These days, it comes and goes, and I get better and better at recognising it. I’ve got to know its little ways so well that I could almost mark it on the calendar, and when it turns up say, ‘oh, yes, August’.
Twenty-four per cent
The current wordcount for Wheels (I thought briefly about changing the title to Bonk this morning, but I fear I’d disappoint a lot of Jilly Cooper fans) is 19,354. Assuming I’m aiming for eighty thousand words, that puts me just under a quarter of the way there.
Actually, it puts me nowhere near a quarter of the way there. I’m not expert enough yet to guess how much editing and reading and re-editing and re-reading I’m going to need to do once I’ve got the first draft down, but I know it’s going to be a lot. I can tell that from looking at what there is of the first draft.
That’s why I’m thinking it’s all terrible and the characters are cardboard and I haven’t done enough research and it shows and I’ve got everything wrong.
You don’t realise how much stuff you have until you try to put it all into boxes, and then you have boxes everywhere and also stuff everywhere. Moving is always horrible. Depression is always horrible. The more often you have to deal with either, the better tools you pick up and the quicker you are to recognise what’s wrong, but at no stage does this make them fun.

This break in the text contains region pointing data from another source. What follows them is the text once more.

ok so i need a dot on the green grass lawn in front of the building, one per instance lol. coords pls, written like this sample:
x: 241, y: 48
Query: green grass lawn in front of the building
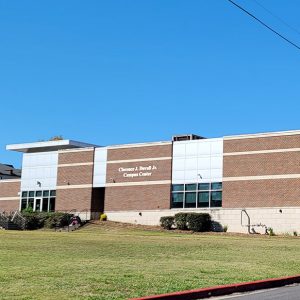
x: 110, y: 262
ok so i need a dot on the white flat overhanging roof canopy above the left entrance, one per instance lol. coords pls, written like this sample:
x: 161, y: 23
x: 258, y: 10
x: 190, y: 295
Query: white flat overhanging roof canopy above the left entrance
x: 47, y: 146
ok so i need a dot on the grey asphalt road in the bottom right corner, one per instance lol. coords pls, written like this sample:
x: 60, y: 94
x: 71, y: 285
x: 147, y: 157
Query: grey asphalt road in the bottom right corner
x: 291, y: 292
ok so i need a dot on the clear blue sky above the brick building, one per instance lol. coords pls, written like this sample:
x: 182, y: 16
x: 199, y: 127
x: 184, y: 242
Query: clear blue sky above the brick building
x: 111, y: 72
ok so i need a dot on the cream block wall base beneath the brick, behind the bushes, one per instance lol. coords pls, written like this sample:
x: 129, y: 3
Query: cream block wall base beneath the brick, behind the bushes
x: 282, y: 220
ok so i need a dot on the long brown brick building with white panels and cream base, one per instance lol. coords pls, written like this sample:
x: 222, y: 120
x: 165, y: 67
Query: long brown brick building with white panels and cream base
x: 244, y: 182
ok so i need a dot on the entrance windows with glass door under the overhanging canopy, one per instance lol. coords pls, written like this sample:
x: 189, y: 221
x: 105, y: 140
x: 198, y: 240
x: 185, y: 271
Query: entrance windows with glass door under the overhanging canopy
x: 38, y: 200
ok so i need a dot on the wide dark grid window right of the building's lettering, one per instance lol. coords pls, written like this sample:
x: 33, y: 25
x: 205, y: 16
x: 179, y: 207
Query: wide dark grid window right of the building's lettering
x: 193, y: 195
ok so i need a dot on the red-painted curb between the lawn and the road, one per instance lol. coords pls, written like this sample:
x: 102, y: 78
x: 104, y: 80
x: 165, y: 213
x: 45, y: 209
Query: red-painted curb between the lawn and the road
x: 223, y: 290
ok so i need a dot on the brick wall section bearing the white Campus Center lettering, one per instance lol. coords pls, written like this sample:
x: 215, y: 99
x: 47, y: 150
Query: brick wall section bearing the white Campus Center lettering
x: 140, y: 192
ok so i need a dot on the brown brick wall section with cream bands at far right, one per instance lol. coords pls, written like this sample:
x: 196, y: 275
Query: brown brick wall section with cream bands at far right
x: 261, y: 189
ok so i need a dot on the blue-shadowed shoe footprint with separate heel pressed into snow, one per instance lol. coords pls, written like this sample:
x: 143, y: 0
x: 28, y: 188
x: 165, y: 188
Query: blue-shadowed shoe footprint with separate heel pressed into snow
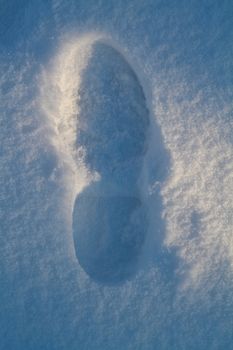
x: 110, y: 221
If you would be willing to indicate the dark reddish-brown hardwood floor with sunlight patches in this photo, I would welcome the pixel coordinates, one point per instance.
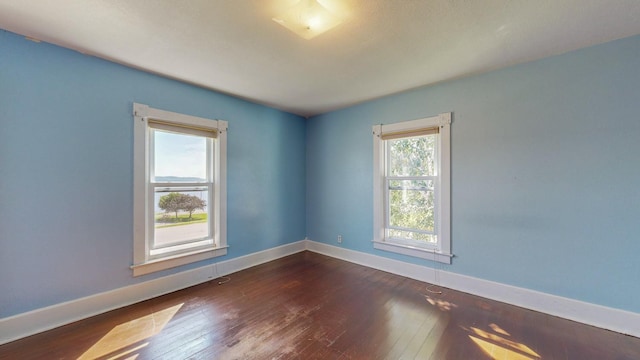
(309, 306)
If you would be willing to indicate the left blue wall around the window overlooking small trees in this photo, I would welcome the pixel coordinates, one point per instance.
(66, 171)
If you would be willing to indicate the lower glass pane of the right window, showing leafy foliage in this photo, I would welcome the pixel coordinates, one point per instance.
(411, 204)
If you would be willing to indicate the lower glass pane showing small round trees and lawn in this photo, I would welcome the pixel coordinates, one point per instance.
(181, 215)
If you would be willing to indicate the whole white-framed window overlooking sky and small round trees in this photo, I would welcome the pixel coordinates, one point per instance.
(179, 189)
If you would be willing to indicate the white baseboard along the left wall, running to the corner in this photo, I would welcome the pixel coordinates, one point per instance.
(39, 320)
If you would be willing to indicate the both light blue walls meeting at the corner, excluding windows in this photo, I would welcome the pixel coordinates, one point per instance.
(545, 172)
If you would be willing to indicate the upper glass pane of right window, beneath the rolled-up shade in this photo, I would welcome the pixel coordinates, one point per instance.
(413, 156)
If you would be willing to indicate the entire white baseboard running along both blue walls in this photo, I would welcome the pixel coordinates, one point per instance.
(36, 321)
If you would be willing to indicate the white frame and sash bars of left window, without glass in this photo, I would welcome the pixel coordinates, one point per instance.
(143, 190)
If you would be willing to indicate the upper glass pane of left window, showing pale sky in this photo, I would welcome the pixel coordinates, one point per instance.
(179, 157)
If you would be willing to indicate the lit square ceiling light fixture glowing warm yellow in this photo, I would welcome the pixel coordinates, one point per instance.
(308, 19)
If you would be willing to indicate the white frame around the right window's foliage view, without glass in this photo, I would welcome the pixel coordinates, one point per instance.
(441, 251)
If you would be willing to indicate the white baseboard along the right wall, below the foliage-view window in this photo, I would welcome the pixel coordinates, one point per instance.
(621, 321)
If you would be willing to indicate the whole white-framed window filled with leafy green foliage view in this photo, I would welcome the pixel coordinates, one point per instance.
(412, 188)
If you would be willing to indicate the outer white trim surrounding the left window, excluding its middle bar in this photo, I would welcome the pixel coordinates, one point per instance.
(142, 262)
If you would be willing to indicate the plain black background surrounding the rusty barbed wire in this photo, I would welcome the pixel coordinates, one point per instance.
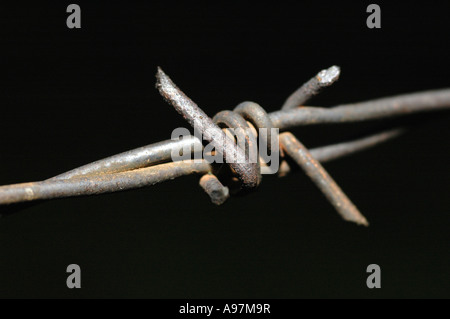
(69, 97)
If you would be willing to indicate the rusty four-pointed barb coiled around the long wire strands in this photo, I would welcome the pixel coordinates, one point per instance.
(250, 173)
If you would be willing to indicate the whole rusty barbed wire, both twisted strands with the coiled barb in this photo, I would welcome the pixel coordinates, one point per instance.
(154, 164)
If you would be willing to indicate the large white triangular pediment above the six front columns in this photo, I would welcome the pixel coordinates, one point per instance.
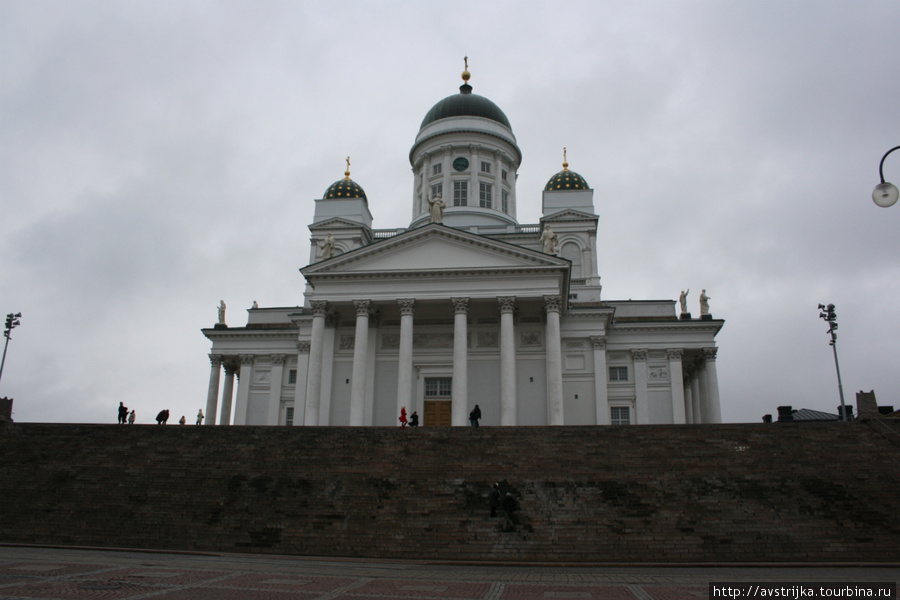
(435, 248)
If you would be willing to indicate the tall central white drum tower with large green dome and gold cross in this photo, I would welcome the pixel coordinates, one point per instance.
(466, 153)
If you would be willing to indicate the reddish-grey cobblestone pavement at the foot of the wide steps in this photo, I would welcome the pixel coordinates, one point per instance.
(51, 573)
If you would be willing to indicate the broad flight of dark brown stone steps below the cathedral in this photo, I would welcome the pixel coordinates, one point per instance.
(806, 492)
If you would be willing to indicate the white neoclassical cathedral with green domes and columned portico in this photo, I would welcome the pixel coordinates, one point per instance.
(464, 307)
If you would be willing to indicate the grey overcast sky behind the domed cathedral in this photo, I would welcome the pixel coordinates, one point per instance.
(158, 156)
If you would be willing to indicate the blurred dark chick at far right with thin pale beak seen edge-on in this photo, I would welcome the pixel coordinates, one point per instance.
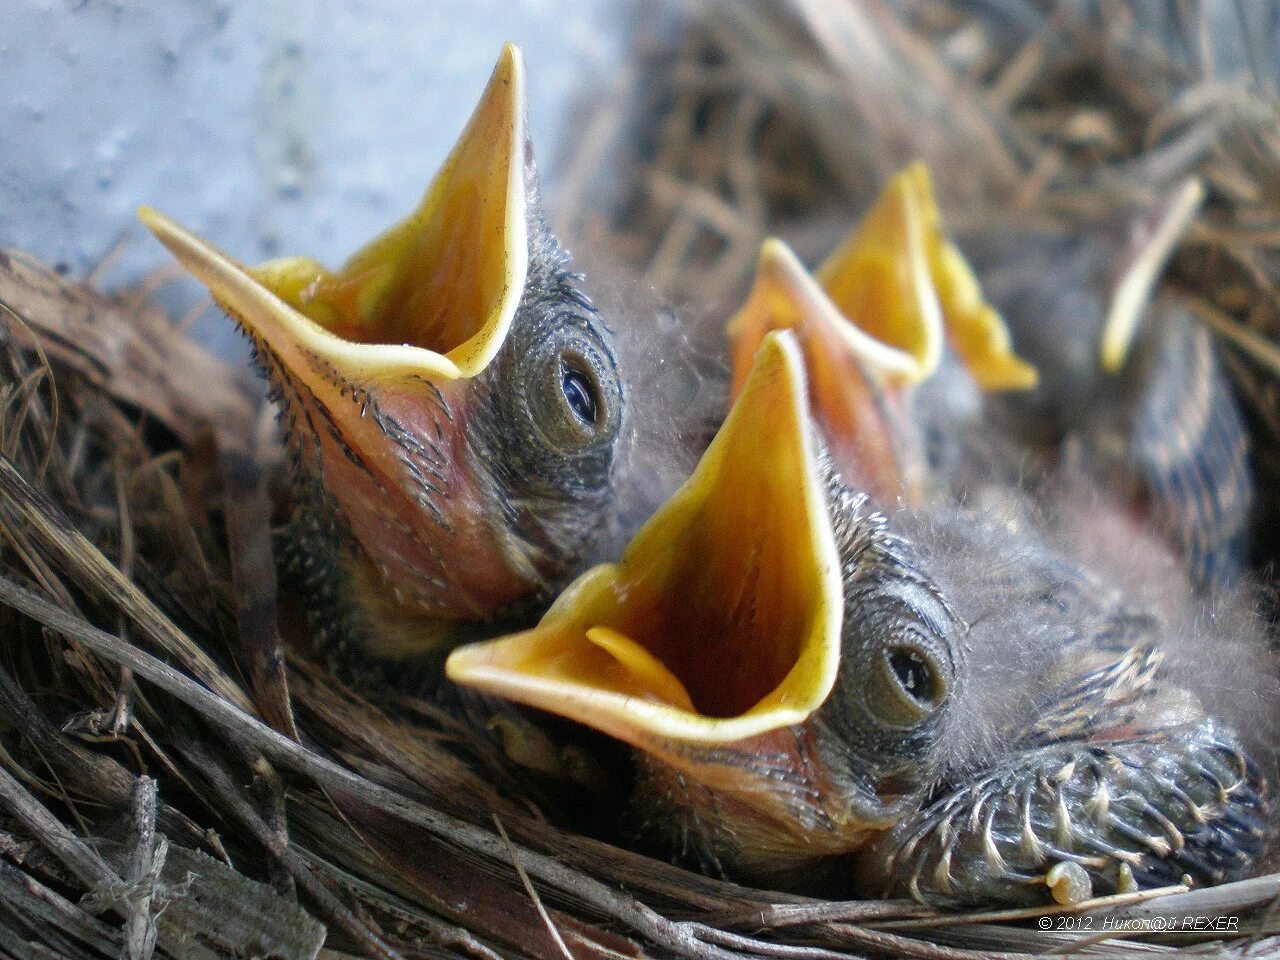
(1131, 385)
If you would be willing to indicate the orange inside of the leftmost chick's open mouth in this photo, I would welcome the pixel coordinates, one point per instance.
(449, 278)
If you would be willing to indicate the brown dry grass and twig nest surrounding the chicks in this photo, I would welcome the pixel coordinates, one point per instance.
(176, 780)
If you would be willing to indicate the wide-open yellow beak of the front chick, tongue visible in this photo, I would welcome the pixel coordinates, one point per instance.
(723, 619)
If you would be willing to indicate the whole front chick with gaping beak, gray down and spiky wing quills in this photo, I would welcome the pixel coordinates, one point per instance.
(948, 700)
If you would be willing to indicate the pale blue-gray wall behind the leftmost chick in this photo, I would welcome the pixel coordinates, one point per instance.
(277, 127)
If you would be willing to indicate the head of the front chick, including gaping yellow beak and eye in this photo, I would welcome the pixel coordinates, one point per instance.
(788, 668)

At twenty-four per cent, the book is terrible and the characters are a bit thin, and I do need to do more research, and I probably have got some stuff wrong. And, yes it does show.
The vital information that I was missing at this point in the last book is that this is all true, but nothing is wrong. This is just the way that things look at sixteen thousand or nineteen thousand words into the first draft. Massive progress looks like massive mess. It can’t possibly look like anything else, not until I get a long way further in.
I’ve been here before, and it’s much less scary this time around.